Friday, March 14, 2008
By Mwala Kalaluka
Friday March 14, 2008 [03:00]
MINISTRY of Home Affairs Permanent Secretary Susan Sikatena yesterday said management of public funds in the Zambia Police Service leaves much to be desired. Appearing before PAC to explain unconstitutional expenditure cited in the report of the Auditor General for the 2006 financial year, Sikaneta said measures were being put in place to reverse the weak financial management systems in the police.
“One thing that I would like to mention is that the system at Zambia Police, the way it has been functioning, leaves much to be desired.
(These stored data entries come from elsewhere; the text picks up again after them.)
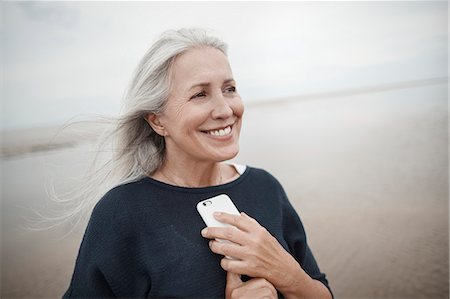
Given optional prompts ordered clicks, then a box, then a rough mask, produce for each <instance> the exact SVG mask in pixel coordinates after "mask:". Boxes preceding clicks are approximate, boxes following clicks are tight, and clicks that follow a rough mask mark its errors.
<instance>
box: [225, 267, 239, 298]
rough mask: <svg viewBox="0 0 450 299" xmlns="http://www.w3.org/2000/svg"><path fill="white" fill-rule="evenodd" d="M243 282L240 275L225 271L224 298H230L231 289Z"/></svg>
mask: <svg viewBox="0 0 450 299" xmlns="http://www.w3.org/2000/svg"><path fill="white" fill-rule="evenodd" d="M242 284H243V282H242V280H241V275H239V274H236V273H232V272H227V286H226V288H225V298H231V291H233V290H234V289H236V288H238V287H240V286H241V285H242Z"/></svg>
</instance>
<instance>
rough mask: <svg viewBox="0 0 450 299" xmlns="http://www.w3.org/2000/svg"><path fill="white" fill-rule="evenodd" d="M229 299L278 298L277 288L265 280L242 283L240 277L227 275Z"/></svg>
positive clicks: (227, 297) (227, 283) (227, 294)
mask: <svg viewBox="0 0 450 299" xmlns="http://www.w3.org/2000/svg"><path fill="white" fill-rule="evenodd" d="M226 298H227V299H255V298H256V299H262V298H268V299H273V298H277V291H276V290H275V287H274V286H273V285H272V284H271V283H270V282H268V281H267V280H265V279H263V278H253V279H251V280H249V281H247V282H242V281H241V279H240V277H239V275H237V274H234V273H232V272H228V273H227V286H226Z"/></svg>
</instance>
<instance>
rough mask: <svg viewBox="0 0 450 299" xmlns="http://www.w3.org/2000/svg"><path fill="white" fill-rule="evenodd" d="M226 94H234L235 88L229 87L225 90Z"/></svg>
mask: <svg viewBox="0 0 450 299" xmlns="http://www.w3.org/2000/svg"><path fill="white" fill-rule="evenodd" d="M225 91H226V92H236V87H234V86H230V87H228V88H227V89H225Z"/></svg>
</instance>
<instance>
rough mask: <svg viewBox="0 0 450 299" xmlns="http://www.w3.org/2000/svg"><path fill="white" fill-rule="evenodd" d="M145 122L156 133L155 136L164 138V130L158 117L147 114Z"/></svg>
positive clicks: (151, 114)
mask: <svg viewBox="0 0 450 299" xmlns="http://www.w3.org/2000/svg"><path fill="white" fill-rule="evenodd" d="M145 120H146V121H147V122H148V124H149V125H150V126H151V127H152V129H153V130H154V131H155V132H156V134H158V135H160V136H166V130H165V128H164V126H163V125H162V124H161V120H160V116H159V115H157V114H154V113H149V114H147V115H146V116H145Z"/></svg>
I have taken this to the attention of the Secretary to the Treasury,” she said.
Sikaneta said when it comes to management of public funds within the Police Service, she was just a controlling officer by name and on paper. “That is why there have been so many problems in the police,” Sikaneta complained.
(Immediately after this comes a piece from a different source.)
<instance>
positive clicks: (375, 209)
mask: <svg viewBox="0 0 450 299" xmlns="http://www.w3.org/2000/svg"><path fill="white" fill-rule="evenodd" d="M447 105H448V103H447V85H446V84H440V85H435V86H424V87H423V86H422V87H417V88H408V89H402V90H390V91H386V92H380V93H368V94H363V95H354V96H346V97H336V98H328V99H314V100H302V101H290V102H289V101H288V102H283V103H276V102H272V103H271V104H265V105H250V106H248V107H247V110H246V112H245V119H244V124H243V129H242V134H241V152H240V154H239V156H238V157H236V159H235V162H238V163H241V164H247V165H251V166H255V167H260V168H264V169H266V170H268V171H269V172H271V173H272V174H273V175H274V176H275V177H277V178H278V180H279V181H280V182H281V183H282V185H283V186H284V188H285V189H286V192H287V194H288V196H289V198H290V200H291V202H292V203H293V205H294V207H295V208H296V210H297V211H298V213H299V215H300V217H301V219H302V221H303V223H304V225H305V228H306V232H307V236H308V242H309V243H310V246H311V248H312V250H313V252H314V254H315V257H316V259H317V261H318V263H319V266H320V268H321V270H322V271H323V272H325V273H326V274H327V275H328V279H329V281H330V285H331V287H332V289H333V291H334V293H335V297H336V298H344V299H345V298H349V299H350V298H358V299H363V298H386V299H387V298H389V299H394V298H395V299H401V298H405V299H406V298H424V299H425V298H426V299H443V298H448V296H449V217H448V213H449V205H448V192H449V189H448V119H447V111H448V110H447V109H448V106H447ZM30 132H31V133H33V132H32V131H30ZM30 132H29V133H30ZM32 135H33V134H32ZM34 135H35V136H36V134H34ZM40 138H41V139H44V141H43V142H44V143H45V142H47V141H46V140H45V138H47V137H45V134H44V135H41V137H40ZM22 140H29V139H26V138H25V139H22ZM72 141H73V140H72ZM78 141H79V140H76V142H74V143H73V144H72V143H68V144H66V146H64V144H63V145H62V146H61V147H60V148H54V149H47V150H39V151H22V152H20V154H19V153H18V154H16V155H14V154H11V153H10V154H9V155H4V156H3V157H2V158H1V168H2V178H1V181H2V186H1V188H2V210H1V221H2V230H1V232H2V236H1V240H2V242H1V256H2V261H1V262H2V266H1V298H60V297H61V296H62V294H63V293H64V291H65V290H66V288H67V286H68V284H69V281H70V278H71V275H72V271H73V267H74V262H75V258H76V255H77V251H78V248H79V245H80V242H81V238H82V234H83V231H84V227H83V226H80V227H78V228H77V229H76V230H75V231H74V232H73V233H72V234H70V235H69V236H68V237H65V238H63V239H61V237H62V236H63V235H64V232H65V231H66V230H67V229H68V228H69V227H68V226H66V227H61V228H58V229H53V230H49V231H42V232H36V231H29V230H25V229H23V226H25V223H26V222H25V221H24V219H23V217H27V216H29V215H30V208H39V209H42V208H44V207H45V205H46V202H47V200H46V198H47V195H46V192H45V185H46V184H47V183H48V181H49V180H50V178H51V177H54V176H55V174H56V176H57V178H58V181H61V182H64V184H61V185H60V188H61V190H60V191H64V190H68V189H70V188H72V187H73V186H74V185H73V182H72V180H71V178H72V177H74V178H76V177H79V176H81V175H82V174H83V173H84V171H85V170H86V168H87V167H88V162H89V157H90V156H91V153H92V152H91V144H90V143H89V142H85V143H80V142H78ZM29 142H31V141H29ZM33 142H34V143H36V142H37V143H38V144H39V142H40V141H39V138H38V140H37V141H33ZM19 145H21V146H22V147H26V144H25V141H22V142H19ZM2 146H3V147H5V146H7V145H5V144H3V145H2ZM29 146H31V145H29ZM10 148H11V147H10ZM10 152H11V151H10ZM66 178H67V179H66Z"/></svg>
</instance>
“All the monies that are sent to the police do not go through the controlling officer, they go straight to the police.”She asked PAC to help her ensure that she was given a strong mandate to oversee matters of financial management within the Zambia Police.
Sikaneta said the K2.9 billion unconstitutional expenditure that was accrued in 2006 was as a consequence of the urgent need to buy vehicles for the police during the 2006 general elections.
“We have taken note of the observation of the Auditor General and we will be able to apply to the Ministry of Finance to allow this amount as excess expenditure so that it can come in the appropriation bill for 2006,” she said.
Sikaneta said they would ensure that the police and any other departments within the Ministry of Home Affairs spent within the budget.
Milupi asked Sikaneta to explain why the money supposedly for procuring the motor vehicles for the 2006 general election in the Police Service were not budgeted for.
“Our worry as a committee is that when the executive knows certain events that are going to happen and does not follow the constitution, it is as if they want to circumvent our constitutional provision,” Milupi said.
However, the Ministry of Home Affairs’ chief accountant Jessy Nkhoma, said a supplementary provision raised in view of the unconstitutional expenditure was submitted late and was therefore not captured.
Milupi also said the committee was worried that similar issues might surface in the 2007 financial reports and in subsequent years if they were not brought to an end.
Responding to the concerns, Sikaneta said she was doing everything possible to address the problems.
She said it was also regrettable that the traffic section at Livingstone Central Police decided to divert revenue amounting to about K37 million without treasury authority.
“We are monitoring very carefully and seriously and anybody found wanting will be brought to book,” she said.
And Milupi said he was concerned with the state of affairs at Interpol Headquarters, where K230 million was stolen by an officer by the name of Agrippa Zulu, who also misappropriated K167 million the following year.
He said it was frightening that senior officers were helping themselves to public funds.
But Sikaneta said everything was being done to recover the misappropriated funds because simply reverting the erring officers to other duties and deducting from their salaries would amount to converting the stolen money into a loan.
“What we are doing is to go for prosecution,” she said. “Agrippa Zulu has been arrested, prosecuted and is in court and we believe the evidence against him is so overwhelming and chances are that he is going to be convicted.”